This is frustrating, but it has always happened been an issue; and the more you advance in the language the more it happens, because fewer people have found the problem and reported it. It’s a human problem that comes with not considering every possibility when creating an exercise. I’d imagine that using AI (in addition to humans) would actually help reduce cases like this, since they could be detected before users run into them.
Comment on Duolingo Fires Translators in Favor of AI
sabreW4K3@lemmy.tf 11 months ago
I just said to someone yesterday on Mastodon that it seems as though they’re not using humans any more, because WTF is this shit?
The_Terrible_Humbaba@beehaw.org 11 months ago
flora_explora@beehaw.org 11 months ago
Interesting, I usually question my English skills if something like this happens!
Zworf@beehaw.org 11 months ago
It’s because a good translation is not literal.
In the German version it says taglich in hamburg. In English you would indeed put an adverb (like daily) at the end.
intensely_human@lemm.ee 11 months ago
Not true at all. OP’s construction is perfectly valid english.
addie@feddit.uk 11 months ago
Absolutely this. I’d have argued that ‘every day’ is a more idiomatic translation than ‘daily’, and what native speakers would say, but that’s irrelevant. English tends to emphasise the end of sentences as the most important part, so all these translations are correct depending on the nuance that you intend:
- Daily in Hamburg, many ships arrive (as opposed to eg. cars, or few ships)
- Daily, many ships arrive in Hamburg / Many ships arrive daily in Hamburg (as opposed to eg. Bremen)
- Many ships arrive in Hamburg daily (as opposed to eg. weekly)

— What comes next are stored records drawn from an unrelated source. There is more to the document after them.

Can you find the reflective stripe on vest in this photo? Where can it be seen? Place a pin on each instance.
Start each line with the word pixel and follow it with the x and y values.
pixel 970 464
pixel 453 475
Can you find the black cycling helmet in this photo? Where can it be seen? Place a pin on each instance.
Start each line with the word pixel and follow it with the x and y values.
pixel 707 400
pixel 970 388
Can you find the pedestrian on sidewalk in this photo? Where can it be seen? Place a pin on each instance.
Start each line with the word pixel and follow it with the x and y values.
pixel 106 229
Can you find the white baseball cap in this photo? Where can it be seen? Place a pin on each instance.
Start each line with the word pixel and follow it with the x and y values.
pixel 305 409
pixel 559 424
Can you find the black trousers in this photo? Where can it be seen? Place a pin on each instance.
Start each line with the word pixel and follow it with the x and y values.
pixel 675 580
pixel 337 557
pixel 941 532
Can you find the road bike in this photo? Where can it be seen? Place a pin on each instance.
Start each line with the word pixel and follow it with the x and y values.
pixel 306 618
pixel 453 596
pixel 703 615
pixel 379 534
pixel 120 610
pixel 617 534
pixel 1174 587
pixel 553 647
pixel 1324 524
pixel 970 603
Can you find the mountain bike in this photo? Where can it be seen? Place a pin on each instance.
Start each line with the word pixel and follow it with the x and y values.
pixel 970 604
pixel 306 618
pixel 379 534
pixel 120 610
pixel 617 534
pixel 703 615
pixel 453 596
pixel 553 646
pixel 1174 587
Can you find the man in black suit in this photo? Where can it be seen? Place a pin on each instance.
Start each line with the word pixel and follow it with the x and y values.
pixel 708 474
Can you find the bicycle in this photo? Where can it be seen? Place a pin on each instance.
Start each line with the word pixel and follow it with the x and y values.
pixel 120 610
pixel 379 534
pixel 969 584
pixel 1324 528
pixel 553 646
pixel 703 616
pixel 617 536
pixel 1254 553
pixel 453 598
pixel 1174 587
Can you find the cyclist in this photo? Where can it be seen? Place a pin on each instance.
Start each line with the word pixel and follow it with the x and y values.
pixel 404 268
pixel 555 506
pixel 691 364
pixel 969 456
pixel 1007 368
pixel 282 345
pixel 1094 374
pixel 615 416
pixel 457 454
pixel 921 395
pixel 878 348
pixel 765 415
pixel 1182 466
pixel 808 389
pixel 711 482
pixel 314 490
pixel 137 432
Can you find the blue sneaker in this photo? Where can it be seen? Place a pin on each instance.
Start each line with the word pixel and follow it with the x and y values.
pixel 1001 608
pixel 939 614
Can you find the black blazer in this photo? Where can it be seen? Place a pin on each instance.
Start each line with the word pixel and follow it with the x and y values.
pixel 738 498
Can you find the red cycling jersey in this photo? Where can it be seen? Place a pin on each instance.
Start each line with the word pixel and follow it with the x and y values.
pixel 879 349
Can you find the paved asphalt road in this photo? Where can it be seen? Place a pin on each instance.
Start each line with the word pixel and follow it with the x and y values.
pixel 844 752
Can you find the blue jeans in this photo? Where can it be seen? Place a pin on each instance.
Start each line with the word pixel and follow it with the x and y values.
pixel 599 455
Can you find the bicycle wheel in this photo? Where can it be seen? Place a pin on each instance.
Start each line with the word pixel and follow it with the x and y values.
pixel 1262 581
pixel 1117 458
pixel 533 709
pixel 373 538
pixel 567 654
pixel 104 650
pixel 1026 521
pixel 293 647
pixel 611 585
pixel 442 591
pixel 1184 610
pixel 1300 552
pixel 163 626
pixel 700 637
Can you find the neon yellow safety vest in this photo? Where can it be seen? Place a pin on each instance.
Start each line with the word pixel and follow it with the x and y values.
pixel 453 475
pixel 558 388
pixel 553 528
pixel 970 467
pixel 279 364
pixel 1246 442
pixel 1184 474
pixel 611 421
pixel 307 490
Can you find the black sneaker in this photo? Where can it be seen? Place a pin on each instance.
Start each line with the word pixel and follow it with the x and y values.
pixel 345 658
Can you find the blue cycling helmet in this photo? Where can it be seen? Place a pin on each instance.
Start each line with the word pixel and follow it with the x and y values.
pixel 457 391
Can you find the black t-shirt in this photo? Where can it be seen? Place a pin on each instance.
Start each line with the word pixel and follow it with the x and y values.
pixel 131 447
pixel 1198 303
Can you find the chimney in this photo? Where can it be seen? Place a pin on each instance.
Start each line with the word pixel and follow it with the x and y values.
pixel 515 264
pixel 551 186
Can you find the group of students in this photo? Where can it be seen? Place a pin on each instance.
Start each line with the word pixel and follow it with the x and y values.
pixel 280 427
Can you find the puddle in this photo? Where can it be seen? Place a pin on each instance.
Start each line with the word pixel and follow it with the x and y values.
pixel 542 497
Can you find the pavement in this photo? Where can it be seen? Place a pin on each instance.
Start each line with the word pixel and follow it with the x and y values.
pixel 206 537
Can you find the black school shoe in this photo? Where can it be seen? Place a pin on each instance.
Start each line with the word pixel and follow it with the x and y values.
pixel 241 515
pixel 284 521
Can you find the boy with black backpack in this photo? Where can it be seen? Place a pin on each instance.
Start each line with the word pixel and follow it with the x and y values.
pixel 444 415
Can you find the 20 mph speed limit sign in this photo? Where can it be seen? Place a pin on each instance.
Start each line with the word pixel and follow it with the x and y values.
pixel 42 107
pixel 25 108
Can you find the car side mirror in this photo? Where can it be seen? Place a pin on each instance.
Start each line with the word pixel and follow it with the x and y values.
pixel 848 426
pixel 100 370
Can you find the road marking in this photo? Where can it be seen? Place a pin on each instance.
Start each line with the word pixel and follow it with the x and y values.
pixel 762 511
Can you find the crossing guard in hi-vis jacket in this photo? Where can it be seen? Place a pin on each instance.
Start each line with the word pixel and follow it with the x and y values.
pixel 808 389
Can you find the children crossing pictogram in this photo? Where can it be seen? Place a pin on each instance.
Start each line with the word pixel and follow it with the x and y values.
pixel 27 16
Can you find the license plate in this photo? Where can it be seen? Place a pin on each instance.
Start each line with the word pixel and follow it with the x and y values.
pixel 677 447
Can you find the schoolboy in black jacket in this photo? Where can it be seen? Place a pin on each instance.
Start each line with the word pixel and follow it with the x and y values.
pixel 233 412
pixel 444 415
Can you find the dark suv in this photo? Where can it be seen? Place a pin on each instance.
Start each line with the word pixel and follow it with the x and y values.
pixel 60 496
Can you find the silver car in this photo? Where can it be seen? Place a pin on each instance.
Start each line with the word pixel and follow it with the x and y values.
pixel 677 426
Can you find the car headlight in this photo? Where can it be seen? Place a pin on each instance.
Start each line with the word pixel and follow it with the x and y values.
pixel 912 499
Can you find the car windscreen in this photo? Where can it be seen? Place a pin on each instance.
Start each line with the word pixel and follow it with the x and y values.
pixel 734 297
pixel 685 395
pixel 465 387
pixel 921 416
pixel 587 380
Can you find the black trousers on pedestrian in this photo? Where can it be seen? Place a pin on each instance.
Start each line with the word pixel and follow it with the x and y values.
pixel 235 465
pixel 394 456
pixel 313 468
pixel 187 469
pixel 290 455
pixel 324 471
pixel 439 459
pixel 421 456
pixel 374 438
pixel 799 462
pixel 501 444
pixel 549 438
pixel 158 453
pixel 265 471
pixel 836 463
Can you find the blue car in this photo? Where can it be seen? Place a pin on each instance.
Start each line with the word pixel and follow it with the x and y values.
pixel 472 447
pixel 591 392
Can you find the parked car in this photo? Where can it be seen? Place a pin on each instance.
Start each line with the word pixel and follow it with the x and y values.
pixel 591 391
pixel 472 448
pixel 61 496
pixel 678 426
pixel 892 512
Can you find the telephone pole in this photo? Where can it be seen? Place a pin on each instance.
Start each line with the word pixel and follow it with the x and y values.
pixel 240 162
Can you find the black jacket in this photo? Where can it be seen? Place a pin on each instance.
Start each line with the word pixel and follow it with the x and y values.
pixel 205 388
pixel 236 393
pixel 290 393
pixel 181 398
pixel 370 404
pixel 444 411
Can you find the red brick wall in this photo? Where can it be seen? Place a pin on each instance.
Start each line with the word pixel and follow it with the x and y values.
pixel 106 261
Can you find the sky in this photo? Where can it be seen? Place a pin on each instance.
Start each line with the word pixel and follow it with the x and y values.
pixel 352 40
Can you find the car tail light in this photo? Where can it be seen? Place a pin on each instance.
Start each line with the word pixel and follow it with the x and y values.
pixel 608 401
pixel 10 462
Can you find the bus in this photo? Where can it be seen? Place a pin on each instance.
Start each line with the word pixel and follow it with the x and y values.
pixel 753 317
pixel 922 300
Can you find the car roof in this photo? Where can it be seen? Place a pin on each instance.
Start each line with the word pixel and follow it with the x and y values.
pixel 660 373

Wouldn’t question any of those constructions as a native speaker. In fact, original responders’ example was why I gave up on Duolingo myself originally, some years ago. Translating ‘future tense’ sentences from Spanish into English or back again is always going to be a matter of opinion, since English doesn’t have the verb conjugations that Spanish does. Guessing the ‘sanctified answer’ is tedious, when a lot of the time it’s not even the most natural form of a sentence.
sub_@beehaw.org 11 months ago
Yeah, this is frustrating.
I can handle absurd sentences like “The dog is cooking the dinner”, and actually finds them beneficial because it prevents me from guessing the whole sentence.
But this is a sign that not enough human efforts are poured into create permutation of the answers.
jarfil@beehaw.org 11 months ago
The full sentence was: “Last night we ate the dog cooked for dinner”… /s
sub_@beehaw.org 11 months ago
nope, “The dog is cooking a dinner” is that kind of absurdist sentence that works. So that I just don’t guess a human on the subject position. Or ‘eating’ for the verb
tryptaminev@feddit.de 11 months ago
I actually see a learning purpose in those ridicilous sentences.
I’ll far more likely remember the cat that works at the small hospital than if Juan does it.